CMU Artificial Intelligence Seminar Series sponsored by


Back to Seminar Schedule

Tuesday, Nov 02, 2021

Time: 12:00 - 01:00 PM ET
Recording of this Online Seminar on Youtube

Jeremy Cohen -- Gradient Descent on Neural Networks Typically Occurs at the Edge of Stability

Relevant Paper(s):

Abstract: Neural networks are trained using optimization algorithms. While we sometimes understand how these algorithms behave in restricted settings (e.g. on quadratic or convex functions), very little is known about the dynamics of these optimization algorithms on real neural objective functions.
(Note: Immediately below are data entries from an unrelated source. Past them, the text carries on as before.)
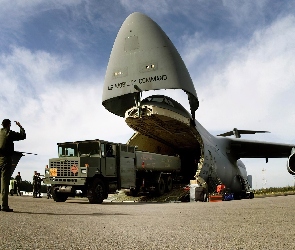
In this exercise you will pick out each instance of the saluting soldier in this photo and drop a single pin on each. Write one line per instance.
(18, 180)
(35, 182)
(7, 137)
(39, 180)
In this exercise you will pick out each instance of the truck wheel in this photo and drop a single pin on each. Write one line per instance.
(134, 192)
(161, 187)
(59, 197)
(96, 193)
(169, 184)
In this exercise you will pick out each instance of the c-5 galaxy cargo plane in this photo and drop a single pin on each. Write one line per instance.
(143, 58)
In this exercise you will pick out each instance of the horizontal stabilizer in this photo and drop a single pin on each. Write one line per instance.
(237, 133)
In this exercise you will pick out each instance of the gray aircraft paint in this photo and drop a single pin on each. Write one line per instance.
(146, 58)
(143, 55)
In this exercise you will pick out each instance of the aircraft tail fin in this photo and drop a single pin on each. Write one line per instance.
(237, 133)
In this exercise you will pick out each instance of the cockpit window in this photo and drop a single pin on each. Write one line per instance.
(167, 101)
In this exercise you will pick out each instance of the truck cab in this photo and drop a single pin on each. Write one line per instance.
(91, 167)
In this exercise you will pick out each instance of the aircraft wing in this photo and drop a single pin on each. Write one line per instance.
(258, 149)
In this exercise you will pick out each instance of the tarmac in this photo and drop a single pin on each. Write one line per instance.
(262, 223)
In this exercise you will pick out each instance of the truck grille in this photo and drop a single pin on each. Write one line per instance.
(66, 168)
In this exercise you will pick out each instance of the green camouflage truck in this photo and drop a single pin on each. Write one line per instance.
(96, 168)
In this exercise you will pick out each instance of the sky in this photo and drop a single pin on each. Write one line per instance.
(240, 55)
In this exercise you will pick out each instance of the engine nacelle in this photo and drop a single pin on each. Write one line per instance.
(291, 163)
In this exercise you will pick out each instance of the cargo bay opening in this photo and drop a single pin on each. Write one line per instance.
(164, 126)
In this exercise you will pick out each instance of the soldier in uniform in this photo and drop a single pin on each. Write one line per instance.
(18, 180)
(35, 184)
(7, 137)
(39, 180)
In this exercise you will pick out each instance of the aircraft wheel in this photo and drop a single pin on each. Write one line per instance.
(161, 187)
(169, 184)
(96, 192)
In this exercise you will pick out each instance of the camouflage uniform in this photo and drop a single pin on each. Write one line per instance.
(7, 137)
(35, 183)
(18, 180)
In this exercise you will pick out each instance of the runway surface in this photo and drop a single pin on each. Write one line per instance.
(261, 223)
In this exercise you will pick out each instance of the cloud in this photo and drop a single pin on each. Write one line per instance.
(52, 109)
(255, 77)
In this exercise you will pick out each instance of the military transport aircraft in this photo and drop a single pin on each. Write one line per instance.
(143, 58)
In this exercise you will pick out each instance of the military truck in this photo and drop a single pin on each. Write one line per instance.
(96, 168)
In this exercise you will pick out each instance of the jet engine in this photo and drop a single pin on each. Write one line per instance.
(291, 163)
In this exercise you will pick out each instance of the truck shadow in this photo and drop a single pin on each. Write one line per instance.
(74, 214)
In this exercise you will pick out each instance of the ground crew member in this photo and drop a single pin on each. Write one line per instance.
(18, 180)
(7, 137)
(49, 196)
(35, 182)
(39, 180)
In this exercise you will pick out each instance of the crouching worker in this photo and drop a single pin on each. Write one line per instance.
(7, 137)
(49, 196)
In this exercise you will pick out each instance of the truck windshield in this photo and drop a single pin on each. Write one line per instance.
(67, 150)
(88, 148)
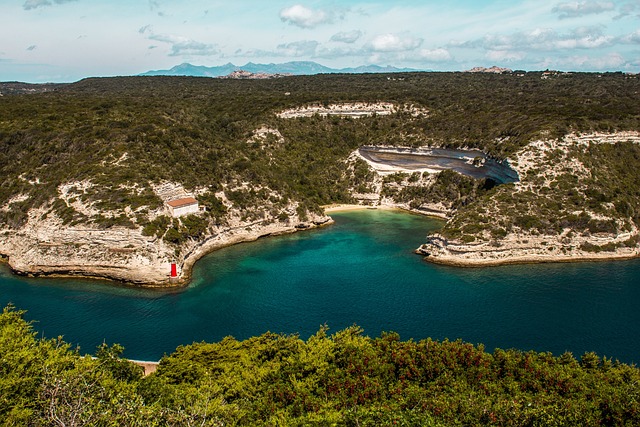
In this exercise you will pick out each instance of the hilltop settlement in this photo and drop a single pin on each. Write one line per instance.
(136, 178)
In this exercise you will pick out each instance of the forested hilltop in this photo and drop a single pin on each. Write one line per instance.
(343, 379)
(84, 165)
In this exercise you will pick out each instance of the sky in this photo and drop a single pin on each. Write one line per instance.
(67, 40)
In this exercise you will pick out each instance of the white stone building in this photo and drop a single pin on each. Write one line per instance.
(184, 206)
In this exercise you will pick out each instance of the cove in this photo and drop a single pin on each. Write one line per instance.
(361, 270)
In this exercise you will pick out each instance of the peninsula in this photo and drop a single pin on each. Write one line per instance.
(135, 178)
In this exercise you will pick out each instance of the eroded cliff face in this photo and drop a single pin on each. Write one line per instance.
(563, 209)
(45, 245)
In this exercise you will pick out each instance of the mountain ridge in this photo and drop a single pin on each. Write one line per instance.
(292, 67)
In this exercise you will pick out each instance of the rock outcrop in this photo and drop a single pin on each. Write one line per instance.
(47, 247)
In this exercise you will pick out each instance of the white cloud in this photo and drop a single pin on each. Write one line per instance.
(577, 9)
(347, 37)
(34, 4)
(297, 49)
(544, 39)
(394, 43)
(633, 38)
(584, 62)
(304, 17)
(182, 46)
(505, 55)
(628, 9)
(435, 55)
(144, 29)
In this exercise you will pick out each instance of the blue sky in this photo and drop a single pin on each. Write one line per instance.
(66, 40)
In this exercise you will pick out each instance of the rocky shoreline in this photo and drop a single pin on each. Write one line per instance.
(439, 251)
(44, 248)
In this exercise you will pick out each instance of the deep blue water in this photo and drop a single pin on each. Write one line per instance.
(361, 270)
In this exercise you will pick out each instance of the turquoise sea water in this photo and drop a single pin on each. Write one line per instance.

In this paper, we take a close look at the simplest optimization algorithm - full-batch gradient descent with a fixed step size- and find that its behavior on neural networks is both (1) surprisingly consistent across different architectures and tasks, and (2) surprisingly different from that envisioned in the "conventional wisdom." In particular, we empirically demonstrate that during gradient descent training of neural networks, the maximum Hessian eigenvalue (the "sharpness") always rises all the way to the largest stable value, which is 2/(step size), and then hovers just above that numerical value for the remainder of training, in a regime we term the "Edge of Stability." (Click here for 1m 17s animation.) At the Edge of Stability, the sharpness is still "trying" to increase further - and that's what happens if you drop the step size - but is somehow being actively restrained from doing so, by the implicit dynamics of the optimization algorithm. Our findings have several implications for the theory of neural network optimization. First, whereas the conventional wisdom in optimization says that the sharpness ought to determine the step size, our paper shows that in the topsy-turvy world of deep learning, the reality is precisely the opposite: the step size wholly determines the sharpness. Second, our findings imply that convergence analyses based on L-smoothness, or on ensuring monotone descent, do not apply to neural network training.